I have a thread doing a lot of CPU-intensive processing, which seems to be blocking out other threads. How do I limit it?

This is for web2py specifically, but a general solution would be fine.

回答1:

I actually just ended up diving into this issue not long ago, you wont be able to change the thread priority but there are ways around this.

To give you a bit of background on the problem, in the cPython implementation CPU bound threads can cause other threads to starve because of the way the Global Interpreter Lock or GIL is released and acquired. Oddly enough this problem is made worse in a multicore environment. A really detailed analysis and presentation on this issue was done by David Beazley which you can find at http://www.dabeaz.com/python/GIL.pdf. He has several blog posts that go into more detail. They're long but quite fascinating.

The short version is that the CPU bound thread releases and reacquires the GIL before the other threads can be woken up to grab it.
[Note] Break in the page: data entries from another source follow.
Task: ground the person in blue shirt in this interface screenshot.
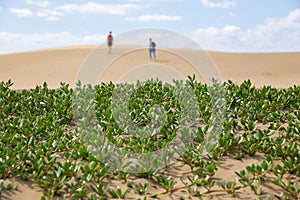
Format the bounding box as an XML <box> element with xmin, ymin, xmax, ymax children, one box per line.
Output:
<box><xmin>149</xmin><ymin>38</ymin><xmax>156</xmax><ymax>60</ymax></box>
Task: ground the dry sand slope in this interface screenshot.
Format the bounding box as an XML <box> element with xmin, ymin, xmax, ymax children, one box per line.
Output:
<box><xmin>0</xmin><ymin>46</ymin><xmax>300</xmax><ymax>199</ymax></box>
<box><xmin>0</xmin><ymin>45</ymin><xmax>300</xmax><ymax>89</ymax></box>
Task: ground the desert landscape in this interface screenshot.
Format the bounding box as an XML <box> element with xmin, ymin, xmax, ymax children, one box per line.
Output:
<box><xmin>0</xmin><ymin>45</ymin><xmax>300</xmax><ymax>200</ymax></box>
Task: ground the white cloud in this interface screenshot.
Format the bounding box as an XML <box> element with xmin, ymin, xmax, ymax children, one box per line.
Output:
<box><xmin>10</xmin><ymin>8</ymin><xmax>33</xmax><ymax>17</ymax></box>
<box><xmin>25</xmin><ymin>0</ymin><xmax>49</xmax><ymax>7</ymax></box>
<box><xmin>57</xmin><ymin>2</ymin><xmax>141</xmax><ymax>15</ymax></box>
<box><xmin>149</xmin><ymin>0</ymin><xmax>184</xmax><ymax>2</ymax></box>
<box><xmin>191</xmin><ymin>9</ymin><xmax>300</xmax><ymax>51</ymax></box>
<box><xmin>0</xmin><ymin>9</ymin><xmax>300</xmax><ymax>53</ymax></box>
<box><xmin>126</xmin><ymin>15</ymin><xmax>182</xmax><ymax>22</ymax></box>
<box><xmin>201</xmin><ymin>0</ymin><xmax>236</xmax><ymax>8</ymax></box>
<box><xmin>36</xmin><ymin>9</ymin><xmax>64</xmax><ymax>21</ymax></box>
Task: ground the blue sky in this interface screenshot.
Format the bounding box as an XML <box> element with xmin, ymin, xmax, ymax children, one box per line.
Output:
<box><xmin>0</xmin><ymin>0</ymin><xmax>300</xmax><ymax>54</ymax></box>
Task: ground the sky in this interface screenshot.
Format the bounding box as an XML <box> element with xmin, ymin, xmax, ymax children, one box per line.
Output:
<box><xmin>0</xmin><ymin>0</ymin><xmax>300</xmax><ymax>54</ymax></box>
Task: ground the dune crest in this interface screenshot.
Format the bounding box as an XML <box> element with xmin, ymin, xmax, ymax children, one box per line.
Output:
<box><xmin>0</xmin><ymin>45</ymin><xmax>300</xmax><ymax>89</ymax></box>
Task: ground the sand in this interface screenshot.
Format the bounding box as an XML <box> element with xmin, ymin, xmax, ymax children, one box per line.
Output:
<box><xmin>0</xmin><ymin>45</ymin><xmax>300</xmax><ymax>89</ymax></box>
<box><xmin>0</xmin><ymin>45</ymin><xmax>300</xmax><ymax>199</ymax></box>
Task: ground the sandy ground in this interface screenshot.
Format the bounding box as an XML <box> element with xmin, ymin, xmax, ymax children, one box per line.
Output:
<box><xmin>0</xmin><ymin>46</ymin><xmax>300</xmax><ymax>89</ymax></box>
<box><xmin>0</xmin><ymin>46</ymin><xmax>300</xmax><ymax>200</ymax></box>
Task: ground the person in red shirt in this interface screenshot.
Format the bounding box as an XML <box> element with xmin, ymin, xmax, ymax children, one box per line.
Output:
<box><xmin>107</xmin><ymin>31</ymin><xmax>113</xmax><ymax>54</ymax></box>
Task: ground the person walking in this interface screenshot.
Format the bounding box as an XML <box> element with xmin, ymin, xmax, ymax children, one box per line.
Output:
<box><xmin>149</xmin><ymin>38</ymin><xmax>156</xmax><ymax>60</ymax></box>
<box><xmin>107</xmin><ymin>31</ymin><xmax>114</xmax><ymax>54</ymax></box>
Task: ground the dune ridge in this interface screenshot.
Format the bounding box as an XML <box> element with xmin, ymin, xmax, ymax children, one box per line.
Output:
<box><xmin>0</xmin><ymin>45</ymin><xmax>300</xmax><ymax>89</ymax></box>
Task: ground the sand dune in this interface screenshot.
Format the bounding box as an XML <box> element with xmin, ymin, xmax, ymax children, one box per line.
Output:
<box><xmin>0</xmin><ymin>45</ymin><xmax>300</xmax><ymax>199</ymax></box>
<box><xmin>0</xmin><ymin>45</ymin><xmax>300</xmax><ymax>89</ymax></box>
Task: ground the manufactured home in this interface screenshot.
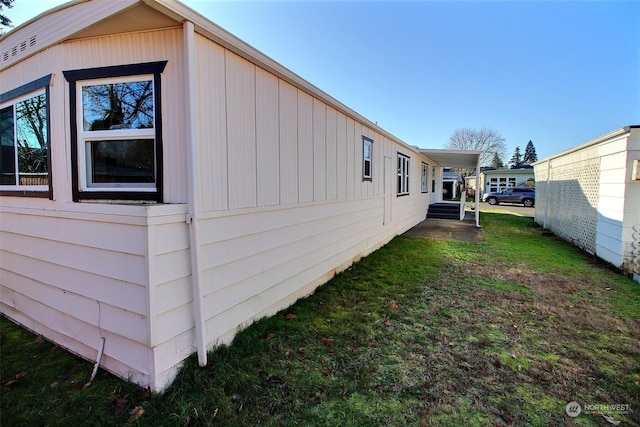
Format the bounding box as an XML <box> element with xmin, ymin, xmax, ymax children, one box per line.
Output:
<box><xmin>0</xmin><ymin>0</ymin><xmax>479</xmax><ymax>390</ymax></box>
<box><xmin>533</xmin><ymin>126</ymin><xmax>640</xmax><ymax>282</ymax></box>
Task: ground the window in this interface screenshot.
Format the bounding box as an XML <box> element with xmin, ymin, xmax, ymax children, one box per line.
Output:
<box><xmin>431</xmin><ymin>166</ymin><xmax>436</xmax><ymax>193</ymax></box>
<box><xmin>398</xmin><ymin>153</ymin><xmax>409</xmax><ymax>196</ymax></box>
<box><xmin>362</xmin><ymin>136</ymin><xmax>373</xmax><ymax>181</ymax></box>
<box><xmin>422</xmin><ymin>163</ymin><xmax>429</xmax><ymax>193</ymax></box>
<box><xmin>0</xmin><ymin>75</ymin><xmax>52</xmax><ymax>198</ymax></box>
<box><xmin>64</xmin><ymin>62</ymin><xmax>166</xmax><ymax>201</ymax></box>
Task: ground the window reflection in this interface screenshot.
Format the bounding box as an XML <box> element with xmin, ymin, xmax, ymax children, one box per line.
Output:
<box><xmin>82</xmin><ymin>80</ymin><xmax>154</xmax><ymax>131</ymax></box>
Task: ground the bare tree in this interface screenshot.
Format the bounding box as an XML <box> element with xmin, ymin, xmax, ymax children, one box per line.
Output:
<box><xmin>445</xmin><ymin>127</ymin><xmax>507</xmax><ymax>166</ymax></box>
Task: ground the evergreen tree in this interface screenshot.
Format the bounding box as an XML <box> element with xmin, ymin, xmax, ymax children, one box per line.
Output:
<box><xmin>509</xmin><ymin>146</ymin><xmax>522</xmax><ymax>169</ymax></box>
<box><xmin>522</xmin><ymin>140</ymin><xmax>538</xmax><ymax>165</ymax></box>
<box><xmin>491</xmin><ymin>153</ymin><xmax>504</xmax><ymax>169</ymax></box>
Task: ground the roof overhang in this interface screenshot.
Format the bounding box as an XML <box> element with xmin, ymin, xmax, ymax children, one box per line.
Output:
<box><xmin>420</xmin><ymin>148</ymin><xmax>481</xmax><ymax>169</ymax></box>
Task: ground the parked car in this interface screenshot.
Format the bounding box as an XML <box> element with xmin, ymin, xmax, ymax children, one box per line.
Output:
<box><xmin>482</xmin><ymin>187</ymin><xmax>536</xmax><ymax>207</ymax></box>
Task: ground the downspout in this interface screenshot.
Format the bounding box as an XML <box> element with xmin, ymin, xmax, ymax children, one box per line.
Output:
<box><xmin>542</xmin><ymin>159</ymin><xmax>551</xmax><ymax>230</ymax></box>
<box><xmin>183</xmin><ymin>21</ymin><xmax>207</xmax><ymax>366</ymax></box>
<box><xmin>473</xmin><ymin>154</ymin><xmax>480</xmax><ymax>227</ymax></box>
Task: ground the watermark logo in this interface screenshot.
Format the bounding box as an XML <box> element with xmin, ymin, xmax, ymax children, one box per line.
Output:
<box><xmin>564</xmin><ymin>400</ymin><xmax>582</xmax><ymax>418</ymax></box>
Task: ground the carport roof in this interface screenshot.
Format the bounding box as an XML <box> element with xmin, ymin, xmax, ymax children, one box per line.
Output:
<box><xmin>420</xmin><ymin>149</ymin><xmax>481</xmax><ymax>169</ymax></box>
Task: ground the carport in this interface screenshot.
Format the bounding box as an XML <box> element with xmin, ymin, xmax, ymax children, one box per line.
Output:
<box><xmin>420</xmin><ymin>149</ymin><xmax>481</xmax><ymax>227</ymax></box>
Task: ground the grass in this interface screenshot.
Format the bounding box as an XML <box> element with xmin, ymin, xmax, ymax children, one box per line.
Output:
<box><xmin>0</xmin><ymin>213</ymin><xmax>640</xmax><ymax>426</ymax></box>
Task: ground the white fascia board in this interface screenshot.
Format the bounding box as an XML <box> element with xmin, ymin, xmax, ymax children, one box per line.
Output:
<box><xmin>0</xmin><ymin>0</ymin><xmax>139</xmax><ymax>70</ymax></box>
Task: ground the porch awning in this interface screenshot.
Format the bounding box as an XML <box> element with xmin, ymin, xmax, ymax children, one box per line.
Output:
<box><xmin>420</xmin><ymin>148</ymin><xmax>481</xmax><ymax>169</ymax></box>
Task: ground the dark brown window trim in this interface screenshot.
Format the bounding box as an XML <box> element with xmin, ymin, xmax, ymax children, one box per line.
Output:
<box><xmin>62</xmin><ymin>61</ymin><xmax>168</xmax><ymax>203</ymax></box>
<box><xmin>0</xmin><ymin>74</ymin><xmax>53</xmax><ymax>200</ymax></box>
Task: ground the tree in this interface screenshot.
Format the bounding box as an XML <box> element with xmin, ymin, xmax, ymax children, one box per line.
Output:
<box><xmin>491</xmin><ymin>153</ymin><xmax>504</xmax><ymax>169</ymax></box>
<box><xmin>509</xmin><ymin>146</ymin><xmax>522</xmax><ymax>169</ymax></box>
<box><xmin>445</xmin><ymin>127</ymin><xmax>507</xmax><ymax>166</ymax></box>
<box><xmin>522</xmin><ymin>140</ymin><xmax>538</xmax><ymax>165</ymax></box>
<box><xmin>0</xmin><ymin>0</ymin><xmax>14</xmax><ymax>35</ymax></box>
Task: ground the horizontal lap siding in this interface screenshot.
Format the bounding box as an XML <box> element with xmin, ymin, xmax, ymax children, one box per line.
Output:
<box><xmin>0</xmin><ymin>206</ymin><xmax>150</xmax><ymax>382</ymax></box>
<box><xmin>195</xmin><ymin>197</ymin><xmax>383</xmax><ymax>340</ymax></box>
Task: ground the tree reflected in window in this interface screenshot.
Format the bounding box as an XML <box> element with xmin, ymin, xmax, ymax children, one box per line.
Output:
<box><xmin>0</xmin><ymin>93</ymin><xmax>49</xmax><ymax>185</ymax></box>
<box><xmin>82</xmin><ymin>80</ymin><xmax>154</xmax><ymax>131</ymax></box>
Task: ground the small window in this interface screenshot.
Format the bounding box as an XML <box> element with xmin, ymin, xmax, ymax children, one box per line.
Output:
<box><xmin>0</xmin><ymin>76</ymin><xmax>52</xmax><ymax>197</ymax></box>
<box><xmin>422</xmin><ymin>163</ymin><xmax>429</xmax><ymax>193</ymax></box>
<box><xmin>431</xmin><ymin>166</ymin><xmax>436</xmax><ymax>193</ymax></box>
<box><xmin>64</xmin><ymin>61</ymin><xmax>166</xmax><ymax>202</ymax></box>
<box><xmin>78</xmin><ymin>76</ymin><xmax>156</xmax><ymax>191</ymax></box>
<box><xmin>362</xmin><ymin>136</ymin><xmax>373</xmax><ymax>181</ymax></box>
<box><xmin>398</xmin><ymin>153</ymin><xmax>409</xmax><ymax>196</ymax></box>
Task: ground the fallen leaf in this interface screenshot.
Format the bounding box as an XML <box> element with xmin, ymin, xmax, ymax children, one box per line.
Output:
<box><xmin>322</xmin><ymin>338</ymin><xmax>333</xmax><ymax>347</ymax></box>
<box><xmin>111</xmin><ymin>399</ymin><xmax>128</xmax><ymax>415</ymax></box>
<box><xmin>127</xmin><ymin>406</ymin><xmax>144</xmax><ymax>423</ymax></box>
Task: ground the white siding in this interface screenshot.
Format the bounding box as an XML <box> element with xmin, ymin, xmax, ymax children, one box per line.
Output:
<box><xmin>225</xmin><ymin>51</ymin><xmax>257</xmax><ymax>209</ymax></box>
<box><xmin>0</xmin><ymin>203</ymin><xmax>190</xmax><ymax>383</ymax></box>
<box><xmin>278</xmin><ymin>80</ymin><xmax>301</xmax><ymax>205</ymax></box>
<box><xmin>256</xmin><ymin>68</ymin><xmax>280</xmax><ymax>206</ymax></box>
<box><xmin>0</xmin><ymin>4</ymin><xmax>436</xmax><ymax>390</ymax></box>
<box><xmin>535</xmin><ymin>128</ymin><xmax>640</xmax><ymax>271</ymax></box>
<box><xmin>195</xmin><ymin>37</ymin><xmax>229</xmax><ymax>212</ymax></box>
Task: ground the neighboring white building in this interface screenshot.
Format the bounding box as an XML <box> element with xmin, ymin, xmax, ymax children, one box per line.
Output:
<box><xmin>0</xmin><ymin>0</ymin><xmax>478</xmax><ymax>390</ymax></box>
<box><xmin>534</xmin><ymin>126</ymin><xmax>640</xmax><ymax>282</ymax></box>
<box><xmin>480</xmin><ymin>168</ymin><xmax>534</xmax><ymax>194</ymax></box>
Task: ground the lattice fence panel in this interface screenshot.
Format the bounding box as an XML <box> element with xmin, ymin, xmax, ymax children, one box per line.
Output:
<box><xmin>536</xmin><ymin>158</ymin><xmax>600</xmax><ymax>253</ymax></box>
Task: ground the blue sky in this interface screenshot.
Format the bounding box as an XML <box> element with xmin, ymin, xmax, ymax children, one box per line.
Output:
<box><xmin>4</xmin><ymin>0</ymin><xmax>640</xmax><ymax>163</ymax></box>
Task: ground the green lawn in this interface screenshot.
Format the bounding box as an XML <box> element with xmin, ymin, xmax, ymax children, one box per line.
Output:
<box><xmin>0</xmin><ymin>213</ymin><xmax>640</xmax><ymax>426</ymax></box>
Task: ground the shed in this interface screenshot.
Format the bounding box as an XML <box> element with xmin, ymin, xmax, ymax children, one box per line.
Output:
<box><xmin>534</xmin><ymin>125</ymin><xmax>640</xmax><ymax>282</ymax></box>
<box><xmin>0</xmin><ymin>0</ymin><xmax>477</xmax><ymax>390</ymax></box>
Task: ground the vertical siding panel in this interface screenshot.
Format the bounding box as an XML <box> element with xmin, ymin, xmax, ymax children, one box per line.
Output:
<box><xmin>313</xmin><ymin>98</ymin><xmax>327</xmax><ymax>202</ymax></box>
<box><xmin>336</xmin><ymin>113</ymin><xmax>347</xmax><ymax>199</ymax></box>
<box><xmin>195</xmin><ymin>36</ymin><xmax>229</xmax><ymax>212</ymax></box>
<box><xmin>326</xmin><ymin>107</ymin><xmax>338</xmax><ymax>200</ymax></box>
<box><xmin>346</xmin><ymin>117</ymin><xmax>356</xmax><ymax>199</ymax></box>
<box><xmin>226</xmin><ymin>51</ymin><xmax>256</xmax><ymax>209</ymax></box>
<box><xmin>279</xmin><ymin>80</ymin><xmax>298</xmax><ymax>205</ymax></box>
<box><xmin>256</xmin><ymin>68</ymin><xmax>280</xmax><ymax>206</ymax></box>
<box><xmin>298</xmin><ymin>90</ymin><xmax>313</xmax><ymax>203</ymax></box>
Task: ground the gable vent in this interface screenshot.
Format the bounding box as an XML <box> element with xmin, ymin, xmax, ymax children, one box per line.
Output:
<box><xmin>2</xmin><ymin>35</ymin><xmax>37</xmax><ymax>62</ymax></box>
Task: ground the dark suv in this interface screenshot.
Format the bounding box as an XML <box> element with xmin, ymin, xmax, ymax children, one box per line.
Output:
<box><xmin>482</xmin><ymin>187</ymin><xmax>536</xmax><ymax>207</ymax></box>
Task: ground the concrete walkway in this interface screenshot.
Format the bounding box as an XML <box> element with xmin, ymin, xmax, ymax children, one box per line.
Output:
<box><xmin>404</xmin><ymin>212</ymin><xmax>484</xmax><ymax>243</ymax></box>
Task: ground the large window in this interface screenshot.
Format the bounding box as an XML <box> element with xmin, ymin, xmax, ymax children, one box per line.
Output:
<box><xmin>65</xmin><ymin>62</ymin><xmax>165</xmax><ymax>201</ymax></box>
<box><xmin>398</xmin><ymin>153</ymin><xmax>409</xmax><ymax>196</ymax></box>
<box><xmin>0</xmin><ymin>76</ymin><xmax>52</xmax><ymax>197</ymax></box>
<box><xmin>422</xmin><ymin>163</ymin><xmax>429</xmax><ymax>193</ymax></box>
<box><xmin>362</xmin><ymin>136</ymin><xmax>373</xmax><ymax>181</ymax></box>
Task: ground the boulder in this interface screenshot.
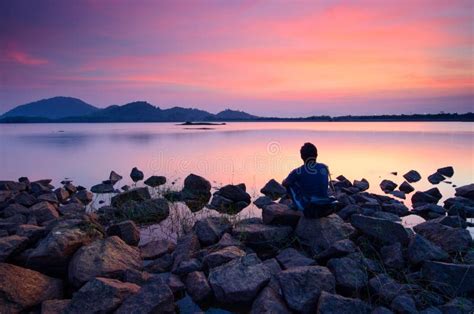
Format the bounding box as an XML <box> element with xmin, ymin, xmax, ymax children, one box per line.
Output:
<box><xmin>278</xmin><ymin>266</ymin><xmax>336</xmax><ymax>313</ymax></box>
<box><xmin>209</xmin><ymin>254</ymin><xmax>271</xmax><ymax>305</ymax></box>
<box><xmin>428</xmin><ymin>172</ymin><xmax>444</xmax><ymax>184</ymax></box>
<box><xmin>351</xmin><ymin>215</ymin><xmax>408</xmax><ymax>244</ymax></box>
<box><xmin>144</xmin><ymin>176</ymin><xmax>166</xmax><ymax>188</ymax></box>
<box><xmin>130</xmin><ymin>167</ymin><xmax>143</xmax><ymax>182</ymax></box>
<box><xmin>194</xmin><ymin>217</ymin><xmax>232</xmax><ymax>246</ymax></box>
<box><xmin>380</xmin><ymin>242</ymin><xmax>405</xmax><ymax>269</ymax></box>
<box><xmin>380</xmin><ymin>180</ymin><xmax>398</xmax><ymax>193</ymax></box>
<box><xmin>0</xmin><ymin>235</ymin><xmax>29</xmax><ymax>263</ymax></box>
<box><xmin>454</xmin><ymin>183</ymin><xmax>474</xmax><ymax>200</ymax></box>
<box><xmin>436</xmin><ymin>166</ymin><xmax>454</xmax><ymax>178</ymax></box>
<box><xmin>262</xmin><ymin>204</ymin><xmax>303</xmax><ymax>227</ymax></box>
<box><xmin>407</xmin><ymin>234</ymin><xmax>449</xmax><ymax>265</ymax></box>
<box><xmin>107</xmin><ymin>220</ymin><xmax>140</xmax><ymax>246</ymax></box>
<box><xmin>276</xmin><ymin>248</ymin><xmax>316</xmax><ymax>269</ymax></box>
<box><xmin>250</xmin><ymin>286</ymin><xmax>291</xmax><ymax>314</ymax></box>
<box><xmin>186</xmin><ymin>271</ymin><xmax>212</xmax><ymax>303</ymax></box>
<box><xmin>111</xmin><ymin>187</ymin><xmax>151</xmax><ymax>208</ymax></box>
<box><xmin>115</xmin><ymin>279</ymin><xmax>175</xmax><ymax>314</ymax></box>
<box><xmin>260</xmin><ymin>179</ymin><xmax>286</xmax><ymax>200</ymax></box>
<box><xmin>232</xmin><ymin>223</ymin><xmax>293</xmax><ymax>250</ymax></box>
<box><xmin>65</xmin><ymin>277</ymin><xmax>140</xmax><ymax>314</ymax></box>
<box><xmin>413</xmin><ymin>221</ymin><xmax>472</xmax><ymax>253</ymax></box>
<box><xmin>327</xmin><ymin>257</ymin><xmax>369</xmax><ymax>293</ymax></box>
<box><xmin>296</xmin><ymin>214</ymin><xmax>355</xmax><ymax>255</ymax></box>
<box><xmin>0</xmin><ymin>263</ymin><xmax>63</xmax><ymax>313</ymax></box>
<box><xmin>421</xmin><ymin>261</ymin><xmax>474</xmax><ymax>297</ymax></box>
<box><xmin>69</xmin><ymin>236</ymin><xmax>141</xmax><ymax>287</ymax></box>
<box><xmin>26</xmin><ymin>219</ymin><xmax>103</xmax><ymax>276</ymax></box>
<box><xmin>398</xmin><ymin>181</ymin><xmax>415</xmax><ymax>194</ymax></box>
<box><xmin>203</xmin><ymin>246</ymin><xmax>245</xmax><ymax>269</ymax></box>
<box><xmin>316</xmin><ymin>291</ymin><xmax>371</xmax><ymax>314</ymax></box>
<box><xmin>403</xmin><ymin>170</ymin><xmax>421</xmax><ymax>183</ymax></box>
<box><xmin>139</xmin><ymin>239</ymin><xmax>176</xmax><ymax>260</ymax></box>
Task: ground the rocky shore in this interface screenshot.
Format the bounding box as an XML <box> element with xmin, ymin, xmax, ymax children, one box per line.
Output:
<box><xmin>0</xmin><ymin>167</ymin><xmax>474</xmax><ymax>314</ymax></box>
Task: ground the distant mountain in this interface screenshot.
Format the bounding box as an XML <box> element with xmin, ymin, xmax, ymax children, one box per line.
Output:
<box><xmin>1</xmin><ymin>97</ymin><xmax>98</xmax><ymax>119</ymax></box>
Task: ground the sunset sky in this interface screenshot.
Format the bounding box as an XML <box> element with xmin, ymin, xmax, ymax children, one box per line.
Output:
<box><xmin>0</xmin><ymin>0</ymin><xmax>474</xmax><ymax>116</ymax></box>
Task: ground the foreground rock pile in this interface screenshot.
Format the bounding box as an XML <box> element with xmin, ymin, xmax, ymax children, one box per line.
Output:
<box><xmin>0</xmin><ymin>169</ymin><xmax>474</xmax><ymax>313</ymax></box>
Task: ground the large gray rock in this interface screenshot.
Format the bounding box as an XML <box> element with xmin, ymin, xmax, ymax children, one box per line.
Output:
<box><xmin>186</xmin><ymin>271</ymin><xmax>212</xmax><ymax>302</ymax></box>
<box><xmin>232</xmin><ymin>223</ymin><xmax>293</xmax><ymax>250</ymax></box>
<box><xmin>262</xmin><ymin>204</ymin><xmax>303</xmax><ymax>227</ymax></box>
<box><xmin>327</xmin><ymin>257</ymin><xmax>369</xmax><ymax>293</ymax></box>
<box><xmin>316</xmin><ymin>291</ymin><xmax>371</xmax><ymax>314</ymax></box>
<box><xmin>421</xmin><ymin>261</ymin><xmax>474</xmax><ymax>296</ymax></box>
<box><xmin>69</xmin><ymin>236</ymin><xmax>142</xmax><ymax>287</ymax></box>
<box><xmin>115</xmin><ymin>279</ymin><xmax>175</xmax><ymax>314</ymax></box>
<box><xmin>64</xmin><ymin>277</ymin><xmax>140</xmax><ymax>314</ymax></box>
<box><xmin>111</xmin><ymin>187</ymin><xmax>151</xmax><ymax>208</ymax></box>
<box><xmin>194</xmin><ymin>217</ymin><xmax>232</xmax><ymax>246</ymax></box>
<box><xmin>296</xmin><ymin>214</ymin><xmax>355</xmax><ymax>255</ymax></box>
<box><xmin>278</xmin><ymin>266</ymin><xmax>336</xmax><ymax>313</ymax></box>
<box><xmin>351</xmin><ymin>215</ymin><xmax>408</xmax><ymax>244</ymax></box>
<box><xmin>407</xmin><ymin>234</ymin><xmax>449</xmax><ymax>265</ymax></box>
<box><xmin>250</xmin><ymin>286</ymin><xmax>291</xmax><ymax>314</ymax></box>
<box><xmin>0</xmin><ymin>263</ymin><xmax>63</xmax><ymax>313</ymax></box>
<box><xmin>413</xmin><ymin>221</ymin><xmax>472</xmax><ymax>253</ymax></box>
<box><xmin>260</xmin><ymin>179</ymin><xmax>286</xmax><ymax>200</ymax></box>
<box><xmin>209</xmin><ymin>254</ymin><xmax>271</xmax><ymax>304</ymax></box>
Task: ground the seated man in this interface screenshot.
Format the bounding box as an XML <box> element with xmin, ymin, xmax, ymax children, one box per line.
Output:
<box><xmin>283</xmin><ymin>143</ymin><xmax>335</xmax><ymax>218</ymax></box>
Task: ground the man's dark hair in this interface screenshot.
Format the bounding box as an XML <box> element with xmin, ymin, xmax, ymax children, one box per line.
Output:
<box><xmin>300</xmin><ymin>143</ymin><xmax>318</xmax><ymax>162</ymax></box>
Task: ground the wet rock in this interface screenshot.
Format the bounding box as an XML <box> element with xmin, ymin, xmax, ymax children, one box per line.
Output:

Resulting in the CPU bound thread holding the GIL for more than 90% of the time.

There are some patterns you can use to work around this issue. For example you can run your CPU bound tasks in a completely different process. This will allow the operating system scheduler to manage resource sharing a lot better and should allow your web2py threads to continue to run since operating systems actually give preferential treatment to IO bound threads. The multiprocessing library is provided for cases such as this. It will require some more code to get it working but that should help.



回答2:

Which version of Python are you using? In 3.2, the GIL was changed to yield after fixed timeslices rather than after a certain number of high-level opcodes.

Even with that change, running CPU-intensive code can affect the latency of your web app (and conversely, the IO-sensitive part will prevent the CPU-intensive part from occupying an entire core). You should just spin off tasks to worker processes using a queue like beanstalkd, and let the OS scheduler do its thing.